Inverse trigonometric functions are used to find angles given trigonometric values. They are essentially the opposite of the usual sine, cosine, and tangent functions, and they are represented as arcsine (\(\arcsin\)), arccosine (\(\arccos\)), and arctangent (\(\arctan\)). These functions are essential when we perform integration techniques involving trigonometric substitutions, where they help in reversing the substitution process.

In this exercise, the substitution \(x = \sin\theta\) allows us to use inverse trigonometric functions to revert back from \(\theta\) to \(x\) after integrating. As a result, \(\theta = \arcsin x\) becomes crucial. Understanding how inverse trigonometric functions interact with regular trigonometric functions is key to properly manipulating and solving integrals involving these substitutions.

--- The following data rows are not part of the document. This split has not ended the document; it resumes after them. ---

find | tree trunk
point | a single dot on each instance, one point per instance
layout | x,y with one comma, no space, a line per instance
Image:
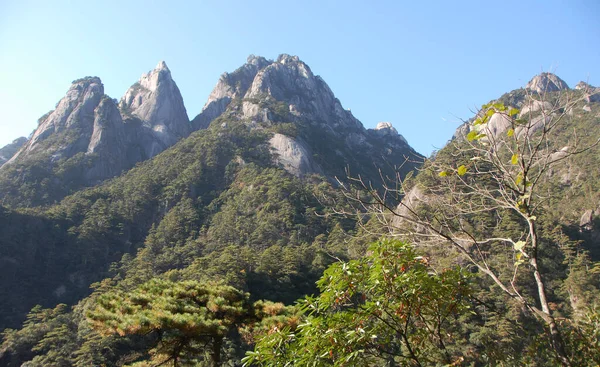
555,337
216,352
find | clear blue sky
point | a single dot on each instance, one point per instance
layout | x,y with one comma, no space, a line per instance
420,65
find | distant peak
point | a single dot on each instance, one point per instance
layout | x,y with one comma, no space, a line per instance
386,126
285,59
162,66
88,80
546,82
583,86
256,60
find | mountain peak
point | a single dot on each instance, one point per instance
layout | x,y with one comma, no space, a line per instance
162,66
285,59
157,102
546,82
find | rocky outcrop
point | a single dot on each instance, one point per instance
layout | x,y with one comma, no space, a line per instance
288,80
230,86
70,125
108,138
157,102
9,150
264,93
592,94
293,155
529,108
546,82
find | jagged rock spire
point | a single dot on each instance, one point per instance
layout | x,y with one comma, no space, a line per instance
156,100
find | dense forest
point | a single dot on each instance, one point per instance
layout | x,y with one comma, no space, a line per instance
213,254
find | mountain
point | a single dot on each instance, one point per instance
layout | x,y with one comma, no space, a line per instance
251,179
88,138
324,137
9,150
156,102
248,197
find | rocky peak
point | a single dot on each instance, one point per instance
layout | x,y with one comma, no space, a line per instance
592,94
11,149
386,130
157,102
583,86
74,111
288,82
546,82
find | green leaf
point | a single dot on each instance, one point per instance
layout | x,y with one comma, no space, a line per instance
499,106
519,179
519,245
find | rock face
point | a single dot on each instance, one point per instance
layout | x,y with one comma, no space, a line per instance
68,129
546,82
592,94
99,139
265,93
157,102
293,155
287,80
530,107
11,149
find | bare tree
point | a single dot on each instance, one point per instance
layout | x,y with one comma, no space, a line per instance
496,168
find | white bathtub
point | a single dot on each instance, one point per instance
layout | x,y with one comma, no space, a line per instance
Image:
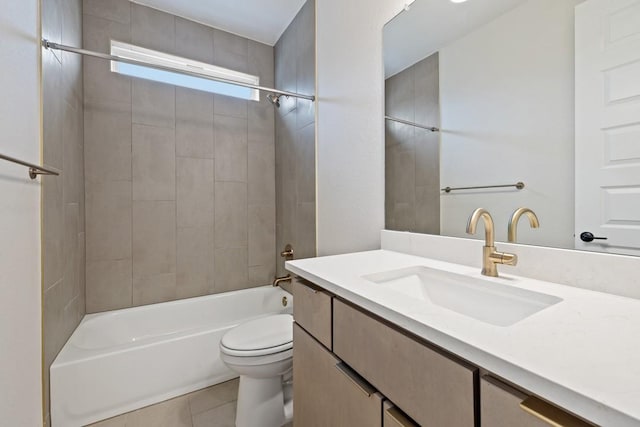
122,360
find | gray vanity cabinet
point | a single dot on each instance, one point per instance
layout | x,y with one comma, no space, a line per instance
430,387
393,417
326,393
503,406
347,362
312,311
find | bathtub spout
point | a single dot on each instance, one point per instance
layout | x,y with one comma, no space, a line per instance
278,280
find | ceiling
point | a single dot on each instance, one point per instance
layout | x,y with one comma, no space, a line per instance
429,25
259,20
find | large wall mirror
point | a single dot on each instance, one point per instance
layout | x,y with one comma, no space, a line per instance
545,93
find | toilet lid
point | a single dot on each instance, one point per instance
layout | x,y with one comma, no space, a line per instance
266,335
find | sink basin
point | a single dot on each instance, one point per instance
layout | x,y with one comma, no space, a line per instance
483,300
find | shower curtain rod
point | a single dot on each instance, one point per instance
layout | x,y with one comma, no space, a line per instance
405,122
51,45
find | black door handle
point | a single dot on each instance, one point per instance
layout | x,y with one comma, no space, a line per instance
587,236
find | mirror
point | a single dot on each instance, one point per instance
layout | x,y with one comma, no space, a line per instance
540,98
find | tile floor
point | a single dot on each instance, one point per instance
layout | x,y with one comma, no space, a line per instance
210,407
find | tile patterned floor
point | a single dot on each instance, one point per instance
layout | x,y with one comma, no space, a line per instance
210,407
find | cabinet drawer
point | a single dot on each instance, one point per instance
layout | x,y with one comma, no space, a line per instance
431,388
393,417
312,311
327,393
503,406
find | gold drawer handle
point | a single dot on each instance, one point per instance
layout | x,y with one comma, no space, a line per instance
550,414
355,379
399,418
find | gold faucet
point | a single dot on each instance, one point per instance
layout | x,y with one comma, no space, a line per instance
278,280
513,222
490,256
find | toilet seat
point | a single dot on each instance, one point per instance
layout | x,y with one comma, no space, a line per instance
260,337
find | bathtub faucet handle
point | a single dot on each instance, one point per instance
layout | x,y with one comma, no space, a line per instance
287,254
278,280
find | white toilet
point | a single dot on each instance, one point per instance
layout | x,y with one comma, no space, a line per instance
261,352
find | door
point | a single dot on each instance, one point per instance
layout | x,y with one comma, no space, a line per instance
608,126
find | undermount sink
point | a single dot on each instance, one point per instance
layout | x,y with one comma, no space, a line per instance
482,300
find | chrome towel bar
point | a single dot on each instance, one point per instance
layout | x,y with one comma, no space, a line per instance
518,185
47,44
34,170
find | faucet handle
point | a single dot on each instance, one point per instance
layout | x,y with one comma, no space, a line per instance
287,253
504,258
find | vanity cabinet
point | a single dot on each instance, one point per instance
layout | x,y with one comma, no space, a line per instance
328,393
430,387
503,406
351,368
393,417
312,311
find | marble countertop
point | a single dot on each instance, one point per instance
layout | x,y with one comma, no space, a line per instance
582,353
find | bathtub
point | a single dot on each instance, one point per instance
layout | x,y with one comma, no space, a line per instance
122,360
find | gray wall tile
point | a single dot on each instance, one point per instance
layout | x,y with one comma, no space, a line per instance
305,164
160,146
154,289
230,106
153,103
52,230
306,229
231,215
194,124
108,220
261,187
231,148
107,143
154,238
262,243
63,196
154,163
261,123
195,192
195,262
412,156
109,285
295,137
231,269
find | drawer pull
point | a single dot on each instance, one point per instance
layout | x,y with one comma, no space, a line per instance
355,379
399,418
550,414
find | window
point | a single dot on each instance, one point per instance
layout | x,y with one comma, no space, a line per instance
153,57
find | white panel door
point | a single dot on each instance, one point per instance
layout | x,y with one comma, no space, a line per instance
608,126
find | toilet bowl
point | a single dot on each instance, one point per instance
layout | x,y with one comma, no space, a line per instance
261,352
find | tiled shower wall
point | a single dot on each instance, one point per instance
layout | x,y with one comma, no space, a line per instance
295,137
180,184
63,196
412,155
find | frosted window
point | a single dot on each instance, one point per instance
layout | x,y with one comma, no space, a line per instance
152,57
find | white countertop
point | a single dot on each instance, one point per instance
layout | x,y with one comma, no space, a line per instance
582,353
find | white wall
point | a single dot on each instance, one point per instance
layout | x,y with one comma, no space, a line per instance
507,97
20,281
350,139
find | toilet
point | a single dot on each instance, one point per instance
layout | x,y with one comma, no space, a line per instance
261,352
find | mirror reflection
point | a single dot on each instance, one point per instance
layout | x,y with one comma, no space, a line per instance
537,102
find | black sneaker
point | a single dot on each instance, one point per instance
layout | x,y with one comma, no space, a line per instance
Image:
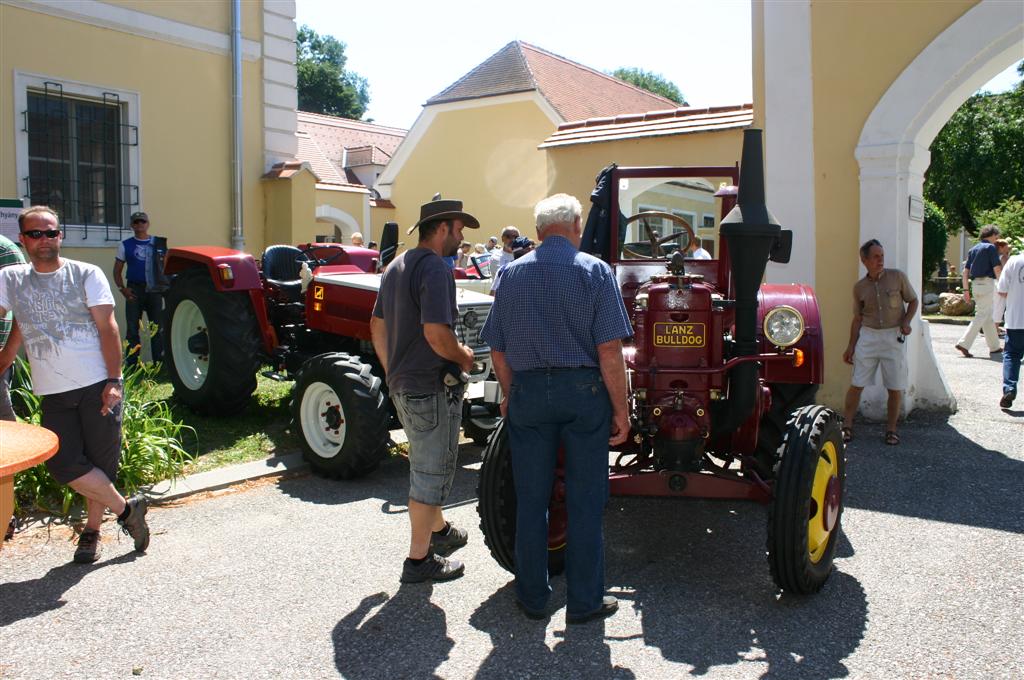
88,547
608,606
435,567
448,542
134,525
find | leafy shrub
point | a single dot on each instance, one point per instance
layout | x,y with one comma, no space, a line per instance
152,447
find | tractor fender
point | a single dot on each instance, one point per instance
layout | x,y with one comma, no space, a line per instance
244,278
243,274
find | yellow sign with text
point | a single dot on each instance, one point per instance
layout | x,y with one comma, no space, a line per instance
679,335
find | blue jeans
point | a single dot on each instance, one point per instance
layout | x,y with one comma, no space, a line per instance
153,305
1013,350
567,407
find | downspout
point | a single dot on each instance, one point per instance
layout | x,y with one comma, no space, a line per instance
238,237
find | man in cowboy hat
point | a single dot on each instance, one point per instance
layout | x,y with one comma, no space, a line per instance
413,335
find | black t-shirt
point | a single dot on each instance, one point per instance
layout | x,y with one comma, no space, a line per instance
418,288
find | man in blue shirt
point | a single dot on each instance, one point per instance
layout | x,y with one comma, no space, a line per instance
136,253
561,370
983,268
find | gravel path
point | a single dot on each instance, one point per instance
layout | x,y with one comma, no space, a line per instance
297,578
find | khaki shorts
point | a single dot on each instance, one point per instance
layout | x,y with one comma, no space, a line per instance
880,348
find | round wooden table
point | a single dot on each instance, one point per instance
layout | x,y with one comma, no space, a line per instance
22,445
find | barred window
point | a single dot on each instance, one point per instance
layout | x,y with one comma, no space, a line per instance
78,159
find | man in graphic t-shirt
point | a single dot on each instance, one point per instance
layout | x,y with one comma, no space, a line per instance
136,254
65,312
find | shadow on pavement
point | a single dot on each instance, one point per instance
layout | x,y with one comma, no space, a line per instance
28,599
935,473
404,636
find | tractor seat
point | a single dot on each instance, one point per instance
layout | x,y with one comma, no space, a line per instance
281,268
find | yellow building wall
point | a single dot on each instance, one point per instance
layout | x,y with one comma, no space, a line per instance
858,49
184,121
487,158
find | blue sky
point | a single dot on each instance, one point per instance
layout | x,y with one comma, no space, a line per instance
411,50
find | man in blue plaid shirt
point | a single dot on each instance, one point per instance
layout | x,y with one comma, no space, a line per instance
561,369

Integration techniques involve various methods to solve integrals, a crucial part of calculus. One common technique is substitution, which simplifies the integral by changing variables. When dealing with trigonometric integrals, trigonometric substitution is often useful.

The process involves:

• Identifying a trigonometric identity that simplifies the integral.
• Choosing a substitution, such as \(x =\sin\theta\), which helps reduce complex expressions.
• Simplifying the integral using this substitution.

In the given solution, the substitution of \(x = \sin\theta\) transforms the denominator from \((1-x^2)^{3/2}\) to \(\cos^3 \theta\), allowing the integral of \(\sec^2 \theta\) to be straightforwardly computed. Mastering these techniques is invaluable for solving diverse integral problems.

Integrals can be classified into definite and indefinite integrals. An indefinite integral, as in this exercise, is represented without upper and lower limits and includes a constant of integration \(C\). It represents a family of functions and is the reverse process of differentiation.

On the other hand, definite integrals are evaluated over a specific interval, yielding a numerical value. They do not include the constant \(C\). Understanding these differences is crucial when applying integration techniques to solve problems.

In our case, since the integral \(\int \frac{dx}{(1-x^2)^{3/2}}\) is indefinite, the final solution must include \(C\). This additional term accounts for any constant value that could have been lost during differentiation. Recognizing when to use definite versus indefinite techniques helps streamline the solving process.